Buy a copy of the new paperback edition of The Big Red Fez and I’ll give you a free copy of the worldwide bestselling ebook Really Bad Powerpoint by email. All you have to do is buy the paperback of Fez from Amazon or a local bookseller and send me an email at this special address and subject line and I’ll send you the ebook by return email within a week. No proof of purchase necessary. I trust you.
By the way, the ebook for The Big Red Fez no longer exists. My publisher, Simon & Schuster, made a significant donation to charity (all proceeds from this project have always gone to the JDRF) for the paperback rights and they asked me to remove the ebook. Since my goals for this book are to spread the word and help the JDRF, it made sense to me. So if you got the electronic version, it’s now officially a collector’s item.

Free Quiz

Find out if you zoom. My friend Red did an amazing job on the Do You Zoom quiz, which is a bunch of psuedoscientific nonsense masquerading as a personality test. The best part of the quiz is that you can send it to your co-workers and friends and find out how they rank as well. For those who are fans of ideavirus, it’s interesting to note that similar quizzes on (but funnier than mine) have had more than 5,000,000 users. Maybe this one will spread…
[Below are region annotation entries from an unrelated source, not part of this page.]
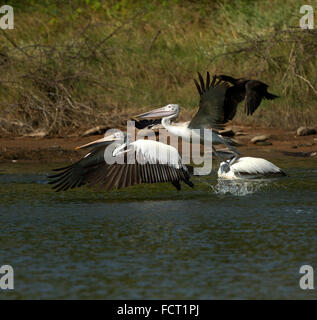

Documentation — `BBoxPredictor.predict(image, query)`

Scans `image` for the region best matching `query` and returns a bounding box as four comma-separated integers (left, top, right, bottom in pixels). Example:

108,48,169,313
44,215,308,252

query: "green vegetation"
0,0,317,135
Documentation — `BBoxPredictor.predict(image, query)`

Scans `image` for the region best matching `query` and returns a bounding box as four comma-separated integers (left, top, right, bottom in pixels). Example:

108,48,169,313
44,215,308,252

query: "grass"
0,0,317,135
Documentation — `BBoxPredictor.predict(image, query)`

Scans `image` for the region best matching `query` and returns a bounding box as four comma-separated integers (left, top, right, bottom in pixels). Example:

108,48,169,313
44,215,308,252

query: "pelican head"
134,104,179,119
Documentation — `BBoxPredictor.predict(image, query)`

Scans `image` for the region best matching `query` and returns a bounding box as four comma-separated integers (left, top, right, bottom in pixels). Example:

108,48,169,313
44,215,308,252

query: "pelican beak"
75,134,121,150
133,107,175,120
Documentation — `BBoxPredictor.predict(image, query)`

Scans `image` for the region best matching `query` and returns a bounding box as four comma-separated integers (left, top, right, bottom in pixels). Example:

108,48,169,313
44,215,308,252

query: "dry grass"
0,0,317,136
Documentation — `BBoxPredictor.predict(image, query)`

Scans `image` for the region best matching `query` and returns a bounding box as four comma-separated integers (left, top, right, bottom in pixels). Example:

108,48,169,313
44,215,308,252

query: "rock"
251,134,270,144
82,126,109,137
297,127,317,136
219,128,234,137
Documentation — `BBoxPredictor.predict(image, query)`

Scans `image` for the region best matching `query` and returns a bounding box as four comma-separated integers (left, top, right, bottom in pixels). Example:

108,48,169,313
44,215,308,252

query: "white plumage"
218,157,285,179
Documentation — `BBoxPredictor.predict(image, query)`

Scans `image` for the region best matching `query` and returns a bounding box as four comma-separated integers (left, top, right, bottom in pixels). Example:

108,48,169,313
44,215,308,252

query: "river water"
0,158,317,299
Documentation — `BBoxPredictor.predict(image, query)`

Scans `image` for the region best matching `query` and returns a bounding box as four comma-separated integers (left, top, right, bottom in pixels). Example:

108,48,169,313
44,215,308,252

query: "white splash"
211,179,269,196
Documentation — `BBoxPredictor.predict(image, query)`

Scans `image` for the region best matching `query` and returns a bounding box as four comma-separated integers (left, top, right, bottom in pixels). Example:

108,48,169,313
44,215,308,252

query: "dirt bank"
0,126,317,162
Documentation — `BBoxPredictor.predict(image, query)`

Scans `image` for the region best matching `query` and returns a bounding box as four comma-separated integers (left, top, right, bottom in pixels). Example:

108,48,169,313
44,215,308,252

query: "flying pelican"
48,131,194,191
216,150,286,180
216,74,278,121
133,72,238,154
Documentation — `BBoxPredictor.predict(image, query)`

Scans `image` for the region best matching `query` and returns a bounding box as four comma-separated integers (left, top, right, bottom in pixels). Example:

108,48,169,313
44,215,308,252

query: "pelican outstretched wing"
230,157,285,176
48,146,110,191
84,140,194,191
49,140,193,191
188,72,229,130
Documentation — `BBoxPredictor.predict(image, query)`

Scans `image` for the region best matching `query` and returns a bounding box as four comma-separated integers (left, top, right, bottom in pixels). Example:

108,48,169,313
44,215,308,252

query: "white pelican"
216,74,278,120
133,72,238,158
217,155,286,180
49,131,194,191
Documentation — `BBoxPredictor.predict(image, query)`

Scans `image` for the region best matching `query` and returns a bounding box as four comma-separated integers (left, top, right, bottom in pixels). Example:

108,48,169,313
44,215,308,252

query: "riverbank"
0,125,317,163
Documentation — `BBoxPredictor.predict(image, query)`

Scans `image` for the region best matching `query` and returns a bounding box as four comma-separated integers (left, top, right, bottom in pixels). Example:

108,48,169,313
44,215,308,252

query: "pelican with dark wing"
134,72,237,153
216,74,278,121
49,131,194,191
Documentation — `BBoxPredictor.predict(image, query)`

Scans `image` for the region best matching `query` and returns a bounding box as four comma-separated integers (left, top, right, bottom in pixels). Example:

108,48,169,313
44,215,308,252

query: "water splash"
211,179,269,196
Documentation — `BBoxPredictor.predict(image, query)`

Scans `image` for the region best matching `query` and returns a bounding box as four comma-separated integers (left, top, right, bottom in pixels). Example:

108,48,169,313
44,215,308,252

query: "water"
0,159,317,299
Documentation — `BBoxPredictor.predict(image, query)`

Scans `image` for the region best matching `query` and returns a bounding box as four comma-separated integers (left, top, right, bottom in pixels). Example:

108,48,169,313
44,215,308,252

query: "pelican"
48,131,194,191
217,150,286,180
216,74,278,121
134,72,238,158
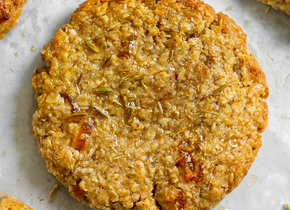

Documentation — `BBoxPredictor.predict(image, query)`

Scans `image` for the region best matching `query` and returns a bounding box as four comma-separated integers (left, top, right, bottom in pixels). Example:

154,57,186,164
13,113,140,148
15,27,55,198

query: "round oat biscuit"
32,0,268,210
259,0,290,15
0,0,27,39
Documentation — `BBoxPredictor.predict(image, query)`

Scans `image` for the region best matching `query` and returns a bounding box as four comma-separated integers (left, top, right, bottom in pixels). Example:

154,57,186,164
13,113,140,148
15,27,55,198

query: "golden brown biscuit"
0,0,27,39
259,0,290,15
0,193,33,210
32,0,268,210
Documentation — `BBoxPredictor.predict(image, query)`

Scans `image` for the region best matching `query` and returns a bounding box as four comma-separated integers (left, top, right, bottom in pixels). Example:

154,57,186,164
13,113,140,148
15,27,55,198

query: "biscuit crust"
0,0,27,39
32,0,268,210
259,0,290,15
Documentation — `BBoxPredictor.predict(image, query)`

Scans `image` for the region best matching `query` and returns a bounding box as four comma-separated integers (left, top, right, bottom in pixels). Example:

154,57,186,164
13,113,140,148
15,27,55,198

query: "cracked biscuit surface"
0,0,27,39
32,0,268,210
259,0,290,15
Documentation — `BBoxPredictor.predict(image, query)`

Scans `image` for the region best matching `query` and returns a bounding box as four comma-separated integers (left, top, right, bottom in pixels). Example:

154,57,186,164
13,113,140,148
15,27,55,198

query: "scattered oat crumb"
283,73,290,86
265,6,271,13
0,151,6,157
226,5,236,11
268,51,274,61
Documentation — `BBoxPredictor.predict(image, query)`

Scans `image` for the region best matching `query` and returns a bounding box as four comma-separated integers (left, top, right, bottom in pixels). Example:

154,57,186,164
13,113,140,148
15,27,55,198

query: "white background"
0,0,290,210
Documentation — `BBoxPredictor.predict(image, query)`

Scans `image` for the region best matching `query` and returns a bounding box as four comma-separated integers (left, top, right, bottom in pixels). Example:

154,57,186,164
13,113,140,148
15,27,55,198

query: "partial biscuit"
0,193,33,210
0,0,27,39
259,0,290,15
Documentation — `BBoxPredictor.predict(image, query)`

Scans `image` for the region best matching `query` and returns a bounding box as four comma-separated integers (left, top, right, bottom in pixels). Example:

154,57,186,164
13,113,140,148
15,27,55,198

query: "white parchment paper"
0,0,290,210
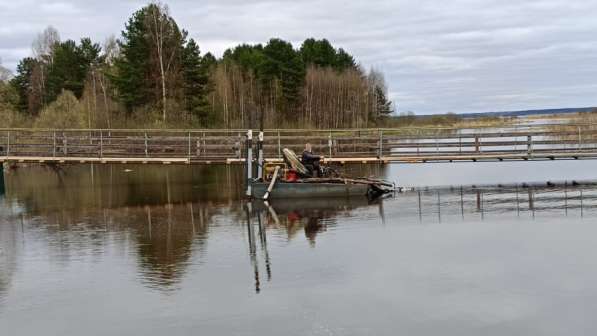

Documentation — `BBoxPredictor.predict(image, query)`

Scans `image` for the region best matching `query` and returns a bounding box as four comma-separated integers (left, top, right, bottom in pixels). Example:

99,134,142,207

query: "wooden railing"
0,124,597,163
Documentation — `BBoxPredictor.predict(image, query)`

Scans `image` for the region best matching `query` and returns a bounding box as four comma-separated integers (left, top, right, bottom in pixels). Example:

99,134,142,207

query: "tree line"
0,3,393,128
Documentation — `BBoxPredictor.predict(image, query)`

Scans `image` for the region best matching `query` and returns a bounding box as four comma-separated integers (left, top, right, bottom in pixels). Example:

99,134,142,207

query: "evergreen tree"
299,38,336,67
374,85,394,118
334,48,357,71
261,38,305,112
10,57,37,113
182,39,211,124
111,8,151,114
46,38,101,103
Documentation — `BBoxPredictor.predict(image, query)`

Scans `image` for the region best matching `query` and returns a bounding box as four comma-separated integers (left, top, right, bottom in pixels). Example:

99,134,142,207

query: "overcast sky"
0,0,597,114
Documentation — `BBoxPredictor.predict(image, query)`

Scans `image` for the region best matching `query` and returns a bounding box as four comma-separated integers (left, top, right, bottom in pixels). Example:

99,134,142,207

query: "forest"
0,3,393,128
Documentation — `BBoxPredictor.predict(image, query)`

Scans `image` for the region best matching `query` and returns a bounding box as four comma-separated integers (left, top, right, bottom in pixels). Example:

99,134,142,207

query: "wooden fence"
0,124,597,163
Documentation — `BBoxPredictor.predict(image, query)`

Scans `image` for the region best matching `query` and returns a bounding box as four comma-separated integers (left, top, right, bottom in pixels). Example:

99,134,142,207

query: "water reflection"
244,197,370,293
0,167,597,301
400,185,597,222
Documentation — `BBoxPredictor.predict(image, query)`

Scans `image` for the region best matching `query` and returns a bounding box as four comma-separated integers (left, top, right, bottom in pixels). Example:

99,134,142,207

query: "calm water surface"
0,161,597,335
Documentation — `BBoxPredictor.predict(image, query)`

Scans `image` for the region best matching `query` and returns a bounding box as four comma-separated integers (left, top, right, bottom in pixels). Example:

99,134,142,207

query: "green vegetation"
0,3,393,128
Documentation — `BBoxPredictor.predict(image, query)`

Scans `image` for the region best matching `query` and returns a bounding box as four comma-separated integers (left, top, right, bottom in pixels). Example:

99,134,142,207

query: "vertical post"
188,132,191,159
278,131,282,159
143,132,149,157
257,131,264,180
6,131,10,156
458,137,462,153
578,126,582,150
378,130,383,159
201,132,207,156
62,132,68,156
475,135,481,153
0,162,5,196
245,130,253,197
328,132,334,159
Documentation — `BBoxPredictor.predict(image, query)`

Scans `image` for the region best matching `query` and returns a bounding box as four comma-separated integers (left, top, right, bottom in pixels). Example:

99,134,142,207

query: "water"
0,161,597,335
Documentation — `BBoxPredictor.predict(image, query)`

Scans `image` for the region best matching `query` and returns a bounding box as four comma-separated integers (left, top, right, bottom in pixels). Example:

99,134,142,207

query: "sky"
0,0,597,114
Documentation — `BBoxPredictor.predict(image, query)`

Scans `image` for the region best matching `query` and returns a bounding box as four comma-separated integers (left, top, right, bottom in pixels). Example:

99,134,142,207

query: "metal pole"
257,131,264,180
278,131,282,159
189,132,191,159
246,130,253,197
578,126,582,150
62,132,68,156
328,132,334,159
6,131,10,156
379,130,383,159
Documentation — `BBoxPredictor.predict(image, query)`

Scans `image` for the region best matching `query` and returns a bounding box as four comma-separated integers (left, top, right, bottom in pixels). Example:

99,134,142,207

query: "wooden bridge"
0,124,597,164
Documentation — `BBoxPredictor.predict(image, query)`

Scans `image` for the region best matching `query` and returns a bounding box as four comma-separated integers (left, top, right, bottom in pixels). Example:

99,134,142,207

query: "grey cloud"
0,0,597,113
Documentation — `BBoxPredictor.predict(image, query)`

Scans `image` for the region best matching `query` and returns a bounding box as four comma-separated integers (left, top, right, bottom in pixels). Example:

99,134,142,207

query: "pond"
0,161,597,335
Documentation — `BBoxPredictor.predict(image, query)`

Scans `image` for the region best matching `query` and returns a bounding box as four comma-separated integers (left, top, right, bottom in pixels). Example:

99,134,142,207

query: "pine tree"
111,8,151,115
10,57,37,113
374,85,394,118
46,38,101,103
261,39,305,117
182,39,211,125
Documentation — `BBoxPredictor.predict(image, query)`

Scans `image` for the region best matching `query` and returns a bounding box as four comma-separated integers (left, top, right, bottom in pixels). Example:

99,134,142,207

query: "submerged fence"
0,124,597,163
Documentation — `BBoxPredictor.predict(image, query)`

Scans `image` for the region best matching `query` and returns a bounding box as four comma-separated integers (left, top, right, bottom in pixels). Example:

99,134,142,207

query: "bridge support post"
377,130,383,160
0,162,5,196
245,130,253,197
Survival is Not Enough. hit #4 on the Denver Post bestseller list last week and has stayed in the top few hundred on Amazon since publication. I appreciate your willingness to buy it sight unseen… and thank you in advance for telling your co-workers if you liked it.


I was stranded today. I had to spend hours in Nyack, just over the border from New Jersey, so I shopped. Actually, I TRIED to shop, but I failed. I spent two hours at the mall, and it was boring.

Having done most of my shopping online lately, I’d nearly forgotten how boring it is. Every merchant alive needs to read Paco Underhill’s book, Why We Buy.

The only store I saw that didn’t bore me was the new Apple store. If you haven’t been, it’s worth a visit. Sure, it will be boring soon too. That’s because our tastes evolve faster than retailers allow their stores to.